Dave's Blog

[ home ]

 

...

This blog has no purpose

...



David Scott
dave@recoil.org

September 2005
Sun Mon Tue Wed Thu Fri Sat
       
 

RSS Feed
Subscribe to an RSS feed.

Affiliations

Other blogs


Creative Commons License
Except where otherwise noted, this blog is licensed under a Creative Commons License.

     
Tue, 20 Sep 2005

Just read: Designing Extensible IP Router Software
by Mark Handley and Eddie Kohler and Atanu Ghosh and Orion Hodson and Pavlin Radoslavov. Proceedings of Proceedings of the 2nd USENIX Symposium on Networked Systems Design and Implementation (NSDI '05), May 2005

Notes: This paper describes XORP a project to create Open-Source router software.

They make some good observations:

low-level protocols that support the Internet have largely ossified, and stresses are beginning to show.

and

The router software market is closed: each vendor's routers will run only that vendor's software. This makes it almost impossible for researchers to experiment in real networks

both statements are true. Although in the case of the second I would argue that researchers can experiment in small networks but they can't experiment in the kind of large networks where the router equivalents of "big iron" dominate.
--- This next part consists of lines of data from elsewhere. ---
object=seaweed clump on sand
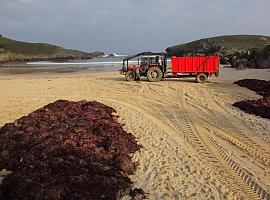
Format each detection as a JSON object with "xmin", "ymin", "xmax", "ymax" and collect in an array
[
  {"xmin": 0, "ymin": 100, "xmax": 145, "ymax": 200},
  {"xmin": 233, "ymin": 79, "xmax": 270, "ymax": 119}
]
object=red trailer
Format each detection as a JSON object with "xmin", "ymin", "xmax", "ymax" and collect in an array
[
  {"xmin": 169, "ymin": 56, "xmax": 219, "ymax": 83},
  {"xmin": 120, "ymin": 52, "xmax": 219, "ymax": 83}
]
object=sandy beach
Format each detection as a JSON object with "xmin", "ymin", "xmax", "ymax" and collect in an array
[{"xmin": 0, "ymin": 67, "xmax": 270, "ymax": 199}]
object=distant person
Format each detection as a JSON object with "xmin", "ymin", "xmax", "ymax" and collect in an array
[
  {"xmin": 140, "ymin": 58, "xmax": 148, "ymax": 72},
  {"xmin": 135, "ymin": 67, "xmax": 140, "ymax": 82},
  {"xmin": 155, "ymin": 56, "xmax": 159, "ymax": 65}
]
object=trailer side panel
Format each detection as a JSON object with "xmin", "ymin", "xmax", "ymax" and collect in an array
[{"xmin": 171, "ymin": 56, "xmax": 219, "ymax": 73}]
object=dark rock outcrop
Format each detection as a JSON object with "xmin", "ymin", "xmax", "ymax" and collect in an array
[{"xmin": 225, "ymin": 46, "xmax": 270, "ymax": 69}]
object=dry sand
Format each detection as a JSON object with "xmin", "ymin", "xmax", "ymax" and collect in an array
[{"xmin": 0, "ymin": 67, "xmax": 270, "ymax": 199}]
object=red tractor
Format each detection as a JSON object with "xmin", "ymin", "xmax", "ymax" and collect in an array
[{"xmin": 120, "ymin": 52, "xmax": 219, "ymax": 83}]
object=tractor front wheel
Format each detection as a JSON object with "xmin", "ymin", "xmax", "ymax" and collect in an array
[
  {"xmin": 147, "ymin": 67, "xmax": 163, "ymax": 82},
  {"xmin": 125, "ymin": 70, "xmax": 136, "ymax": 81},
  {"xmin": 196, "ymin": 73, "xmax": 208, "ymax": 83}
]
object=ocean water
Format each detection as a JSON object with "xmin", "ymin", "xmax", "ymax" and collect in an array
[{"xmin": 0, "ymin": 56, "xmax": 129, "ymax": 75}]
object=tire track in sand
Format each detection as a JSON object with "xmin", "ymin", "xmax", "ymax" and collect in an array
[
  {"xmin": 203, "ymin": 87, "xmax": 270, "ymax": 154},
  {"xmin": 98, "ymin": 98, "xmax": 220, "ymax": 199},
  {"xmin": 209, "ymin": 89, "xmax": 270, "ymax": 148},
  {"xmin": 178, "ymin": 86, "xmax": 270, "ymax": 200},
  {"xmin": 127, "ymin": 82, "xmax": 261, "ymax": 199},
  {"xmin": 89, "ymin": 77, "xmax": 270, "ymax": 199}
]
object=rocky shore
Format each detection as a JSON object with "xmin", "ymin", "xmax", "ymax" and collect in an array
[{"xmin": 0, "ymin": 52, "xmax": 104, "ymax": 64}]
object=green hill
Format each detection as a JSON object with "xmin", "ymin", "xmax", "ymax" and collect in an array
[
  {"xmin": 0, "ymin": 36, "xmax": 103, "ymax": 62},
  {"xmin": 166, "ymin": 35, "xmax": 270, "ymax": 57}
]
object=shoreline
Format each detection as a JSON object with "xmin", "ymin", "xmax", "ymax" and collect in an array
[
  {"xmin": 0, "ymin": 57, "xmax": 94, "ymax": 66},
  {"xmin": 0, "ymin": 51, "xmax": 107, "ymax": 65}
]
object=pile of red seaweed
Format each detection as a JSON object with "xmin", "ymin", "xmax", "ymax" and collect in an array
[
  {"xmin": 0, "ymin": 100, "xmax": 145, "ymax": 200},
  {"xmin": 233, "ymin": 79, "xmax": 270, "ymax": 119}
]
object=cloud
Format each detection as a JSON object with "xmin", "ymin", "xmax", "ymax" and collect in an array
[{"xmin": 0, "ymin": 0, "xmax": 269, "ymax": 53}]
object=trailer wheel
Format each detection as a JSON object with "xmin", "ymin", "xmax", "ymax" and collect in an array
[
  {"xmin": 125, "ymin": 70, "xmax": 136, "ymax": 81},
  {"xmin": 196, "ymin": 73, "xmax": 208, "ymax": 83},
  {"xmin": 147, "ymin": 67, "xmax": 163, "ymax": 82}
]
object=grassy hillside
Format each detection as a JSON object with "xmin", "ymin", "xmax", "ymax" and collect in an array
[
  {"xmin": 0, "ymin": 36, "xmax": 103, "ymax": 62},
  {"xmin": 166, "ymin": 35, "xmax": 270, "ymax": 57}
]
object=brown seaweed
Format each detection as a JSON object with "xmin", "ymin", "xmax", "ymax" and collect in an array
[
  {"xmin": 233, "ymin": 79, "xmax": 270, "ymax": 119},
  {"xmin": 0, "ymin": 100, "xmax": 145, "ymax": 200}
]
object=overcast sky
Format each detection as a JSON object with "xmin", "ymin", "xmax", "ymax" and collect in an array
[{"xmin": 1, "ymin": 0, "xmax": 270, "ymax": 54}]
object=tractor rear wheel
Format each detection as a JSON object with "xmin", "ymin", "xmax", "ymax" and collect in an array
[
  {"xmin": 196, "ymin": 73, "xmax": 208, "ymax": 83},
  {"xmin": 125, "ymin": 70, "xmax": 136, "ymax": 81},
  {"xmin": 147, "ymin": 67, "xmax": 163, "ymax": 82}
]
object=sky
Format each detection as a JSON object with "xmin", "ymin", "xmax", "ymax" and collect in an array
[{"xmin": 1, "ymin": 0, "xmax": 270, "ymax": 54}]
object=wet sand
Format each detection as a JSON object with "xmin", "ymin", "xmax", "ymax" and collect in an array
[
  {"xmin": 0, "ymin": 68, "xmax": 270, "ymax": 199},
  {"xmin": 0, "ymin": 65, "xmax": 88, "ymax": 75},
  {"xmin": 0, "ymin": 65, "xmax": 112, "ymax": 75}
]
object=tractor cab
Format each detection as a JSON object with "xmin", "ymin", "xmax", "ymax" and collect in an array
[{"xmin": 120, "ymin": 52, "xmax": 167, "ymax": 82}]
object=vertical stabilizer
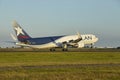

I suspect then that this might be a non-sequitur:

We therefore saw the need for a new suite of router software: an integrated open-source software router platform running on commodity hardware...

As far as I can see, projects like OpenBGPD already aim to fill this niche and they don't solve this particular problem because you don't run this software in place of a "big-iron" backbone BGP router.

When talking about Cisco and Juniper's routers, the paper says

Unfortunately, these vendors do not make their APIs accessible to third-party developers, so we have no idea if their internal structure is well suited to extensibility

I just find this kind of thing quite depressing. As a researcher, why aim to compete in this kind of area? Why suffer the indignity of having to write stuff like:

While we don't know how Cisco implements BGP, we can infer from clues from Cisco's command line interface and manuals that it probably works something like this.

Small groups of researchers cannot and should not (in my opinion) try to compete this closely with industry. Researchers should play to their strengths; focus on more blue-sky stuff that's a little bit far-out with no direct industrial relevance. It seems like research suicide to take on large, well-funded companies at their own game.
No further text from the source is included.